Characterizing MINFLUX imaging performance with DNA origami

MINFLUX, a second-generation super-resolution technique, can localize fluorescent markers approaching single-nanometer precision in three dimensions. Similar to previous super-resolution methodologies, the extended duration of acquisitions can result in drift that needs accurate correction to enable proper analysis and interpretation of the collected data. Here, we use DNA origami, housing sites of known spatial distribution fitted with repeat-domain docking strands for DNA-PAINT imaging to characterize imaging performance over extended duration MINFLUX acquisitions (6-20 h).
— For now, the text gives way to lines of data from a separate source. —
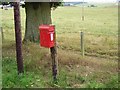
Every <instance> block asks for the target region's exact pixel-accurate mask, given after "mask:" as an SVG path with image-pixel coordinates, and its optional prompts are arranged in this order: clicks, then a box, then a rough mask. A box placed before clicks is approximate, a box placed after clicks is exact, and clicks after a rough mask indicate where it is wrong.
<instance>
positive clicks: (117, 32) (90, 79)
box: [0, 6, 118, 88]
mask: <svg viewBox="0 0 120 90" xmlns="http://www.w3.org/2000/svg"><path fill="white" fill-rule="evenodd" d="M0 13H2V27H3V33H4V39H3V43H2V49H3V51H2V86H3V87H8V88H9V87H11V88H15V87H23V88H28V87H30V88H32V87H41V88H47V87H48V88H53V87H54V88H56V87H57V88H59V87H63V88H71V87H72V88H117V87H118V76H117V75H118V39H117V38H118V23H117V8H116V7H114V6H112V7H111V6H107V7H95V8H88V7H86V8H85V21H82V20H81V16H82V14H81V8H80V7H59V8H57V9H56V10H55V11H52V20H53V24H55V25H56V31H57V47H58V61H59V73H58V83H57V84H55V83H54V82H53V79H52V67H51V57H50V50H49V49H46V48H42V47H40V46H39V44H38V43H37V44H35V43H31V42H28V43H24V44H23V46H22V49H23V50H22V51H23V61H24V74H23V75H20V76H18V75H17V65H16V54H15V35H14V20H13V10H12V9H8V10H0ZM21 23H22V38H24V32H25V10H24V9H23V8H21ZM80 31H83V32H84V34H85V35H84V36H85V37H84V40H85V57H84V58H82V56H81V49H80Z"/></svg>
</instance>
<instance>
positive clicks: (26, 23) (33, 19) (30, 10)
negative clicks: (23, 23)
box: [24, 2, 52, 42]
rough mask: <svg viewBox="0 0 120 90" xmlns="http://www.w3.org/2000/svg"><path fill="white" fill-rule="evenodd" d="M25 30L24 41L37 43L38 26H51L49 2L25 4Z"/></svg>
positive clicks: (41, 2) (50, 14)
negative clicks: (29, 41)
mask: <svg viewBox="0 0 120 90" xmlns="http://www.w3.org/2000/svg"><path fill="white" fill-rule="evenodd" d="M25 11H26V30H25V37H24V41H31V42H39V39H40V37H39V29H38V27H39V25H41V24H51V23H52V21H51V8H50V3H49V2H32V3H31V2H26V4H25Z"/></svg>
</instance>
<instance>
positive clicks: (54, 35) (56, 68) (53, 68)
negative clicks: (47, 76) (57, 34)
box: [50, 32, 58, 83]
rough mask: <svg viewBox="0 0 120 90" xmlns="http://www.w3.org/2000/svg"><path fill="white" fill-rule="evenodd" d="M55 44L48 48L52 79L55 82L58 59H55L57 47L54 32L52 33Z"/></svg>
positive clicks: (56, 78)
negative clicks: (52, 33)
mask: <svg viewBox="0 0 120 90" xmlns="http://www.w3.org/2000/svg"><path fill="white" fill-rule="evenodd" d="M54 42H55V46H54V47H51V48H50V51H51V58H52V74H53V80H54V81H55V83H57V70H58V60H57V48H56V32H55V35H54Z"/></svg>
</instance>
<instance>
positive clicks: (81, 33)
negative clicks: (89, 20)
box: [80, 32, 84, 57]
mask: <svg viewBox="0 0 120 90" xmlns="http://www.w3.org/2000/svg"><path fill="white" fill-rule="evenodd" d="M80 35H81V51H82V56H83V57H84V33H83V32H81V34H80Z"/></svg>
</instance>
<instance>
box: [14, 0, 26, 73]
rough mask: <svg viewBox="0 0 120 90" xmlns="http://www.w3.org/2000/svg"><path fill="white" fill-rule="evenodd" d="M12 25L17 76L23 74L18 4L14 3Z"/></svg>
mask: <svg viewBox="0 0 120 90" xmlns="http://www.w3.org/2000/svg"><path fill="white" fill-rule="evenodd" d="M14 23H15V37H16V58H17V68H18V74H20V73H23V72H24V70H23V58H22V39H21V21H20V4H19V2H14Z"/></svg>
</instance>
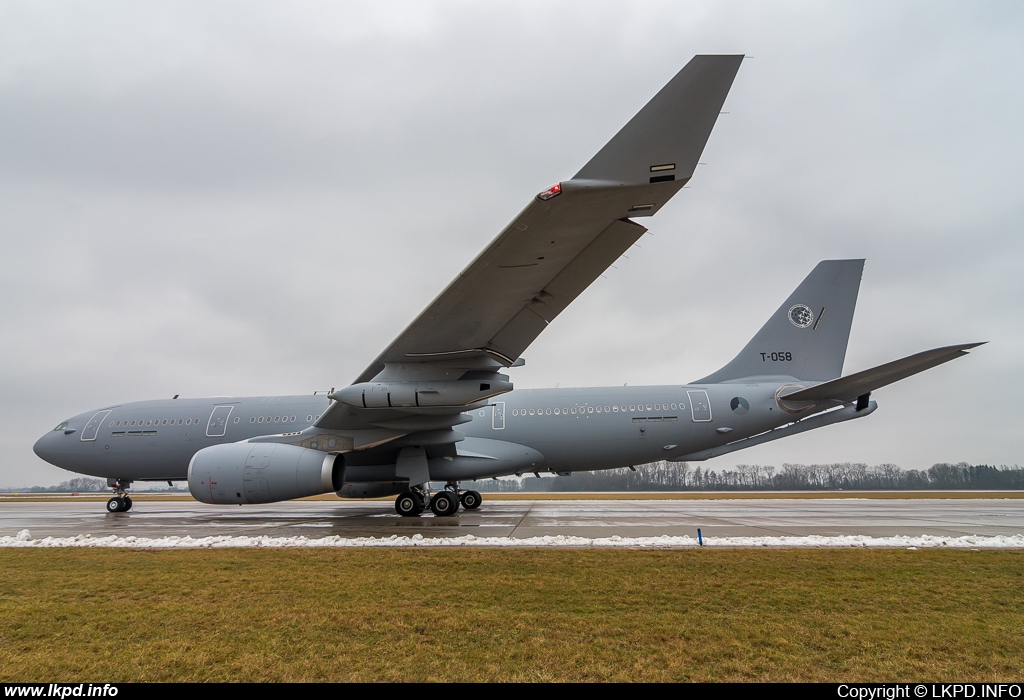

Repeat-domain docking strands overcome site-loss and reveal residual drift in prolonged MINFLUX 3D acquisitions that we correct with an algorithm exploiting time-correlated shifts of localizations around identified DNA origami sites. Following correction of residual drift the site precision, i.e. the scatter of localizations around sites, is [~]2 nm in all directions. Comparison of site precision from extended repeat-domain docking strands with site precision from standard short 8-10 nucleotide docking strands exhibits no detectable loss of site precision. By adding DNA origami structures to mounted biological samples we apply our approach to the imaging of the cardiac ryanodine receptor 2 in cryosectioned heart tissue. The data suggests that for these protein targets single domain markers with repeat domain docking strands may be directly used for residual drift correction, simplifying sample preparation and acquisition protocols.